L’upane et la hamaspyur, autrefois considérées comme des plantes de vie, furent exportées en masse d’Arménie avant de disparaître complètement du paysage botanique arménien.

La hamaspyur, selon Mkhitar Gosh, est une fleur du monde, qui libère de la mort, confère sagesse et force, et accorde même la capacité de marcher sur l’eau.

Les poètes arméniens, tels que David Saladzoretsi et Minas Tokhattsi, l’ont célébrée en ces termes :

« Elle est la fleur des fleurs, aux mille couleurs,
Qui rend la vue aux aveugles,
Possède douze racines et ne fleurit qu’une fois tous les douze ans…
Son parfum enivre même les anges. »

Cette fleur sacrée pousse sur des hauteurs inaccessibles : le Mont de l’Amour, le sommet de Makhput, les montagnes de Darounik, Bard, Massis, et d’autres lieux mythiques.

On raconte que la hamaspyur et le balsam Navrouz sont protégés par Shahmar, le serpent-roi, dont la puissance provient du parfum envoûtant de la fleur.

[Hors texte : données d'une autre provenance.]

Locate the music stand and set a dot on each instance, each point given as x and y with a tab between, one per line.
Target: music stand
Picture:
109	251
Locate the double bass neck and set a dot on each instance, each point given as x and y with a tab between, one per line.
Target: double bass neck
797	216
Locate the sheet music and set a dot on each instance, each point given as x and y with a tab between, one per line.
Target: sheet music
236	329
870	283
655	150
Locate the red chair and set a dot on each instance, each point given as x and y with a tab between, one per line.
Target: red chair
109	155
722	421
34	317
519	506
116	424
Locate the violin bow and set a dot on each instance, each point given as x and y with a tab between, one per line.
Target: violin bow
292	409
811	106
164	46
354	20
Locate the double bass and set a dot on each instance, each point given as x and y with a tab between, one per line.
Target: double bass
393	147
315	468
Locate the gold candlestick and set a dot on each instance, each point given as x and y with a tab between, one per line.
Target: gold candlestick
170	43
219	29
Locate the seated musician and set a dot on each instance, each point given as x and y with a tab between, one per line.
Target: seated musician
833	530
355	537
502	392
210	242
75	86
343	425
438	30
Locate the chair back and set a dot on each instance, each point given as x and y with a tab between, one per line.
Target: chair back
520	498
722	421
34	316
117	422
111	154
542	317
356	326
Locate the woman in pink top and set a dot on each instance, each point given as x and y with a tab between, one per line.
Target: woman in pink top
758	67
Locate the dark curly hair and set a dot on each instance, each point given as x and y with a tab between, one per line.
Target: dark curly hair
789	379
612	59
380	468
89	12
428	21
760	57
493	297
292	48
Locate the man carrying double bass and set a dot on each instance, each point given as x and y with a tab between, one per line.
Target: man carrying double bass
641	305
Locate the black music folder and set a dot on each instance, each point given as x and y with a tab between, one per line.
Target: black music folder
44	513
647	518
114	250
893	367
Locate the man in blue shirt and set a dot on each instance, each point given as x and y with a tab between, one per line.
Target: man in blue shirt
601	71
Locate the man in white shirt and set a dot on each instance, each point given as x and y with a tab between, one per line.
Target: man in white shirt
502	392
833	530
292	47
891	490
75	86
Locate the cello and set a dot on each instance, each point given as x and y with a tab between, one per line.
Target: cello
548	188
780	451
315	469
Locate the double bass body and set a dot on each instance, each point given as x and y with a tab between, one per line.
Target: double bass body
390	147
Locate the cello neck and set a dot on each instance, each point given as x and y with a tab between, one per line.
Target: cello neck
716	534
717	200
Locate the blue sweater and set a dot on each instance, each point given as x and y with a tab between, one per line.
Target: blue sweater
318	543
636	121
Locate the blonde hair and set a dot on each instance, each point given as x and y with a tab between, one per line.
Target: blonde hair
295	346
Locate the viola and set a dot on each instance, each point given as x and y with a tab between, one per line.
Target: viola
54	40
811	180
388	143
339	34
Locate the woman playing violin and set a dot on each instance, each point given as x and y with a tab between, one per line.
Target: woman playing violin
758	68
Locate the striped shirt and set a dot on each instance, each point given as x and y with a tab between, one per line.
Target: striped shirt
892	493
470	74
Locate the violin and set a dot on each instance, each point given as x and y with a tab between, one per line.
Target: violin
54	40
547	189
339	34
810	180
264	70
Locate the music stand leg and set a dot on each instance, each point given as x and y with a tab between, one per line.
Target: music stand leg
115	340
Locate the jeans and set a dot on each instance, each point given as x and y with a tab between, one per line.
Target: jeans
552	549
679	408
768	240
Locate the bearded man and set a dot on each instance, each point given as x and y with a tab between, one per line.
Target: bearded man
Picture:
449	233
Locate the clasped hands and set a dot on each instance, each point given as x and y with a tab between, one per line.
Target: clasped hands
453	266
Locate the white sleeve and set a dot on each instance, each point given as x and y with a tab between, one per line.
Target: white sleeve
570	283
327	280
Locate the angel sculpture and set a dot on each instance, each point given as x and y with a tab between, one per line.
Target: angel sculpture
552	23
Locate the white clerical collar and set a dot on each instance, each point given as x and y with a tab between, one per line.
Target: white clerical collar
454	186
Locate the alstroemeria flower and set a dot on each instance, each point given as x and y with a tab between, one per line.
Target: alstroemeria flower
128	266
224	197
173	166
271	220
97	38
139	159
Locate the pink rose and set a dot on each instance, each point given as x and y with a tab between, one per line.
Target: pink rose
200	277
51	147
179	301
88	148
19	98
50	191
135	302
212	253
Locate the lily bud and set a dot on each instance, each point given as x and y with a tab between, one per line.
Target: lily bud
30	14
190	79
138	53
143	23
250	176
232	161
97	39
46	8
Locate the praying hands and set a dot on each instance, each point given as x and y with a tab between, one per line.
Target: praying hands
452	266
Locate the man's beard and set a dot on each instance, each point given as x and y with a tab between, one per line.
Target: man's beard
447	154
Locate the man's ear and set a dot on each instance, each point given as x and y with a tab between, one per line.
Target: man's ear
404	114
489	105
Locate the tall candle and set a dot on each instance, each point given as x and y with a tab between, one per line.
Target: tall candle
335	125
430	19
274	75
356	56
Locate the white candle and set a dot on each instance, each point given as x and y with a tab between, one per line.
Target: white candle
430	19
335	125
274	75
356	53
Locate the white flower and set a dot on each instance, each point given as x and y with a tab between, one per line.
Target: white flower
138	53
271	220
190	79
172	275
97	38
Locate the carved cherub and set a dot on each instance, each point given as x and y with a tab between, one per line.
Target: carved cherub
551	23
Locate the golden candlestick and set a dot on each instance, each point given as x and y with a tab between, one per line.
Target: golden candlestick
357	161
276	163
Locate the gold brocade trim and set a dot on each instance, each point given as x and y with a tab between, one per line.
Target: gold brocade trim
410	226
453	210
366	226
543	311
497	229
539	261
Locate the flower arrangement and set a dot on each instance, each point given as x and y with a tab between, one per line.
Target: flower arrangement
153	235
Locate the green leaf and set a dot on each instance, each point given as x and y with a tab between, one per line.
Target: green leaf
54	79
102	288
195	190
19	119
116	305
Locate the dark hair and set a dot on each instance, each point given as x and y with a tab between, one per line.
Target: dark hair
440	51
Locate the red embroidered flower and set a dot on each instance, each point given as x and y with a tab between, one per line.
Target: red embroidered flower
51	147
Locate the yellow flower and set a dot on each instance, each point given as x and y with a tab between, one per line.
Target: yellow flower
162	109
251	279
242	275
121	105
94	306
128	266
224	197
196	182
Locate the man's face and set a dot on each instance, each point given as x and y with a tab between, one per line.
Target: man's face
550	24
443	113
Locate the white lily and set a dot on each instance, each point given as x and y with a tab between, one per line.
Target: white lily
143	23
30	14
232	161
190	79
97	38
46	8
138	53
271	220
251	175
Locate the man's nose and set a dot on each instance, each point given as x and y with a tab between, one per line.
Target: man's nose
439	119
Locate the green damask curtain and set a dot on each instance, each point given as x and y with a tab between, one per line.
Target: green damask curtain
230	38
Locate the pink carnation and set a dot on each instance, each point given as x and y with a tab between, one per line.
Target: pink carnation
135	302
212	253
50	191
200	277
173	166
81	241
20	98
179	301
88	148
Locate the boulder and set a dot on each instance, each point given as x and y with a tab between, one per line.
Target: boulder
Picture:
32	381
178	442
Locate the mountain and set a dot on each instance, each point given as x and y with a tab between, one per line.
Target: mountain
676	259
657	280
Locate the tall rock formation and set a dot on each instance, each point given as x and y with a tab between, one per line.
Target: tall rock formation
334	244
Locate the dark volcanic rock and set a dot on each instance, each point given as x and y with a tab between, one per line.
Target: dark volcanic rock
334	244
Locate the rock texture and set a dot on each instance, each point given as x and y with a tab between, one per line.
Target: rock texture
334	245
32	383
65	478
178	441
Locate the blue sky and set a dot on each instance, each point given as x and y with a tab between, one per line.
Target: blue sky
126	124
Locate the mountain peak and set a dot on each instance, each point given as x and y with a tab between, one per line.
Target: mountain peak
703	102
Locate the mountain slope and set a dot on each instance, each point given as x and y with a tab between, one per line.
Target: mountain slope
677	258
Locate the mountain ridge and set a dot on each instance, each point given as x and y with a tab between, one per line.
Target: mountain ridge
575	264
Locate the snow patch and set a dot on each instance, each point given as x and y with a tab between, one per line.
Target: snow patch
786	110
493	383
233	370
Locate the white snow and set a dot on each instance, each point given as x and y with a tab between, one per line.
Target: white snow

Dans la symbolique arménienne, la hamaspyur est assimilée à l’arbre cosmique, qui relie la terre et le ciel. Son apparition rare, son éclat et ses pouvoirs font écho à des mythes universels où l’ordre cosmique est perpétuellement menacé par le chaos.

Selon Tamar Hayrapetyan, les plantes médicinales comme la hamaspyur, le loshtak et le fenna étaient vénérées en raison de leurs vertus curatives, laissant une profonde empreinte dans la culture populaire arménienne.

L’écrivain Hovhannes Toumanian percevait ces récits comme des gouffres profonds, mystérieux et infinis… pour d’autres, ils sont comparables à un « jardin enivrant de parfums ».

Aujourd’hui, une seule plante survit encore dans la tradition des initiés comme fleur de jouvence : l’Astragale, dont les variétés jaunes et violettes sont encore utilisées en phytothérapie.